Ce qui est immuable, c'est la possibilité de partager l'énergie humaine et de la transformer en biens et services utiles.

Nous pourrions décider de nous organiser autrement avec d'autres outils, et ce d'autant plus avec les technologies numériques qui raccourcissent à la fois le temps et l'espace, et qui permettent d'organiser de façon plus locale des besoins globaux. Il est par exemple possible de programmer les plateformes d'échanges de biens et services au plus près de nos besoins, de façon sécurisée et régulée par les tiers dépositaires de notre confiance (états, agents agréés, etc). Des règles d'impact et d'utilité, social-économique-environnemental, peuvent être insérés dans les programmes, au cœur des flux. La valeur est alors fixée au plus près des usages, et sa conservation dans le temps toujours possible dans les coffres numériques. Cette architecture inverse la pyramide où quelques forces de production décidaient de nos échanges et besoins, vers une logique distribuée et inclusive où nos usages déterminent les ressources à impacter.

L'impasse du système actuel

Comprenons que si l'argent s'envole, rien n'est perdu pour autant de notre capacité à faire société et économie, la vraie valeur reste : celle de pouvoir se répartir les tâches pour continuer à avancer.
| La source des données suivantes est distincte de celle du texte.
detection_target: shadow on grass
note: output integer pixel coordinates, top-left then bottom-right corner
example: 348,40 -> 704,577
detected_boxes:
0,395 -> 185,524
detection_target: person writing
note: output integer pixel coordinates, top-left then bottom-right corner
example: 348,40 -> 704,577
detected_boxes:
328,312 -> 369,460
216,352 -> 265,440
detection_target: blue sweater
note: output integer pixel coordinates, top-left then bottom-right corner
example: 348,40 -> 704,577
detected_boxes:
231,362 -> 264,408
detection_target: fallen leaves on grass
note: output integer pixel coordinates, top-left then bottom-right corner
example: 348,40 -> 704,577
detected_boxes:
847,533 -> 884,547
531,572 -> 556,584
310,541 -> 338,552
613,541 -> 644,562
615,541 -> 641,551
À cultiver des terres, à fabriquer des machines, à se soigner les uns les autres, à ramasser des poubelles, à faire décoller des avions, à créer du beau et du bon, à s'instruire pour faire du bien. L'argent n'existe pas par lui-même. C'est un leurre et une drogue puissante.

Le fonctionnement actuel relève de croyances, de représentations et de peurs instrumentalisées. Comprenons que la crise actuelle et notre dépendance à la valeur financière pour la résoudre est le reflet d'un conflit originel, propre à l'humain et vieux comme lui, sur notre rapport à la finitude. Voici notre conflit commun originel : nous sommes dotés d'un esprit infini, capable de traverser le temps et l'espace par la seule pensée, mais qui paradoxalement habite un corps contraint par des limites physiques et temporelles. Voilà le paradoxe puissant qui nous mine et auquel nous essayons d'échapper : concilier notre essence infinie dans un corps fini.

Chacun de nous porte ce conflit existentiel et cette névrose originelle. Mais en le niant et en ne le nommant pas, nous nous contentons de fuir la finitude en l'échangeant contre des externalités comme le confort, la sécurité matérielle, la réussite, la guérison, la religion, l'organisation en cercles d'intérêts (familiaux-sociaux-économiques), les idoles et bien sûr l'argent. Résultat, nous nous déconnectons de notre essence faite de cette polarité infini/fini et du besoin permanent de faire circuler les énergies en nous et entre nous pour rester en équilibre. A fuir ce conflit en nous, il ressort de plus en plus durement entre nous.

Le système actuel est une impasse et le temps gagné est de courte durée. Osons une voie inconnue avec d'autres outils numériques pour organiser une Économie à notre image : biologique.